I have a data frame with column A (Sample_id), column B (Prey), and column C (Count). Column B has 3 factors: P1, P2, P3. I want to remove all Sample_id's where P3 does not occur - in other words, retain only the Sample_id's where P3 does occur.
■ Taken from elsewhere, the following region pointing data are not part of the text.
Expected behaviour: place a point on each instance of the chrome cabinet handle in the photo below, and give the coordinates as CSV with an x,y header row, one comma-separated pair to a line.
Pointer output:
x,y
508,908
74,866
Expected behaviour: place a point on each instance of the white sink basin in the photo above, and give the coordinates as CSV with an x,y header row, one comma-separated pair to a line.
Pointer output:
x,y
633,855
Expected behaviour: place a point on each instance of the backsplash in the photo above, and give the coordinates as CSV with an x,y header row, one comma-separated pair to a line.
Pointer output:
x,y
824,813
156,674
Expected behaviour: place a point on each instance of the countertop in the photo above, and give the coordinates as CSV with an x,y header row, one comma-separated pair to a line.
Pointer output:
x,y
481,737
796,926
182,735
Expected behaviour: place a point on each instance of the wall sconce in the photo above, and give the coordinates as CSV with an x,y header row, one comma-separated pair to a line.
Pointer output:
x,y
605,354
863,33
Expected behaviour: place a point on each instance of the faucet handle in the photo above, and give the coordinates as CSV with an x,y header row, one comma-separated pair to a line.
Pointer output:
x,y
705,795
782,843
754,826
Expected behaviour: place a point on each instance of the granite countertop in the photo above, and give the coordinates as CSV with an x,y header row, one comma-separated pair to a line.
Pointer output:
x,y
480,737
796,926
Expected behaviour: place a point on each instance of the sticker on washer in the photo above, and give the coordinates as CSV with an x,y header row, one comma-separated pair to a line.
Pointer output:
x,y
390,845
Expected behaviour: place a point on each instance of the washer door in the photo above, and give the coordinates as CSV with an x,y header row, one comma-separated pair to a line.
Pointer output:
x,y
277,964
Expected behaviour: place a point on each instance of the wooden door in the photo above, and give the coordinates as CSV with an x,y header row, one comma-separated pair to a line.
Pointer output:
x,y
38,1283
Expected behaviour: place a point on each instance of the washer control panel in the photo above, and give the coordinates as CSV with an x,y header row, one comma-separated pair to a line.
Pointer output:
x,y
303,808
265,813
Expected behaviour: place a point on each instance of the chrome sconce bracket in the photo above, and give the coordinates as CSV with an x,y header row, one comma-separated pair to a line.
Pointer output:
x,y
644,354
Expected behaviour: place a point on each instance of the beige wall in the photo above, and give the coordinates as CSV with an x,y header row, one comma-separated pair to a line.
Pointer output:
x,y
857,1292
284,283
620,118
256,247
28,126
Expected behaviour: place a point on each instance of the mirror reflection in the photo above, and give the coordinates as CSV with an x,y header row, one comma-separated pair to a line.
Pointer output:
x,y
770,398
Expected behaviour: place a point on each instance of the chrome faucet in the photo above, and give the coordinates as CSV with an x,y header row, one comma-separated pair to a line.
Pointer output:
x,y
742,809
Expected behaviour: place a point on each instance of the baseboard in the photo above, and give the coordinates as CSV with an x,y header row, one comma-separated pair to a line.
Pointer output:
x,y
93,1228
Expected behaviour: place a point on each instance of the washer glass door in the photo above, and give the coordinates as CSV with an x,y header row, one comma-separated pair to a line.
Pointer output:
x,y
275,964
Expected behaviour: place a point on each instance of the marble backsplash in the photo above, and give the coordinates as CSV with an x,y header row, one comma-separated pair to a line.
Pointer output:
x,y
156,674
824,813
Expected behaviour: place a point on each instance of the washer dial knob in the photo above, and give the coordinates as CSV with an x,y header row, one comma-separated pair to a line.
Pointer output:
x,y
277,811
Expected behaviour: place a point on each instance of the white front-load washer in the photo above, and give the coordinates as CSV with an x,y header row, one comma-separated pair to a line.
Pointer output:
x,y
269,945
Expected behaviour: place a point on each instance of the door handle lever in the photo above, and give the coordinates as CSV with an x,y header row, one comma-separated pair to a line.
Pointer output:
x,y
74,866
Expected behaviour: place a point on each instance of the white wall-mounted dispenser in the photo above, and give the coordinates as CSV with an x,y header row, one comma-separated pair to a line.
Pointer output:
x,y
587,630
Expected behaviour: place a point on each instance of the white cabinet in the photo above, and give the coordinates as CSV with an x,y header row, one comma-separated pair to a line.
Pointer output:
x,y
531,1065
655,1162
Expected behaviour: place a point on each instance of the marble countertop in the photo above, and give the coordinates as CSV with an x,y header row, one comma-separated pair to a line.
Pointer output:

Essentially, I want to go from this original dataset :
df_orig <- data.frame(Sample_id = rep(c('S1', 'S2', 'S3'), each = 3),
Prey = rep(c('P1', 'P2', 'P3'), times = 3),
Count = (c(10, 16, 0, 5, 0, 0, 6, 2, 9)))
to this reduced dataset:
df_red <- data.frame(Sample_id = rep(c('S3'), each = 3),
Prey = rep(c('P1', 'P2', 'P3'), times = 1),
Count = (c(6, 2, 9)))
I think I should be able to achieve this with dplyr filter somehow, but my attempts (see below) removes the prey groups P2 and P1. Rather, I need to filter where a condition is met (i.e. retain Sample_id where P3 occurs).
How do I do this?
library(dplyr)
df_red <- df_orig %>%
group_by(Sample_id) %>%
filter(Prey == "P3") %>%
ungroup()
CodePudding user response:
You need to incorporate Count
into your condition. And to keep all rows for a given Sample_id
if the condition is met in any row for that Sample_id
, wrap the condition in any()
.
library(dplyr)
df_red <- df_orig %>%
group_by(Sample_id) %>%
filter(any(Prey == "P3" & Count > 0)) %>%
ungroup()
df_red
# A tibble: 3 × 3
Sample_id Prey Count
<chr> <chr> <dbl>
1 S3 P1 6
2 S3 P2 2
3 S3 P3 9
CodePudding user response:
The following works to get from your original to your desired dataset:
df_orig %>%
filter(Sample_id == "S3")
Is this all you are trying to do or is there something else you're trying to achieve?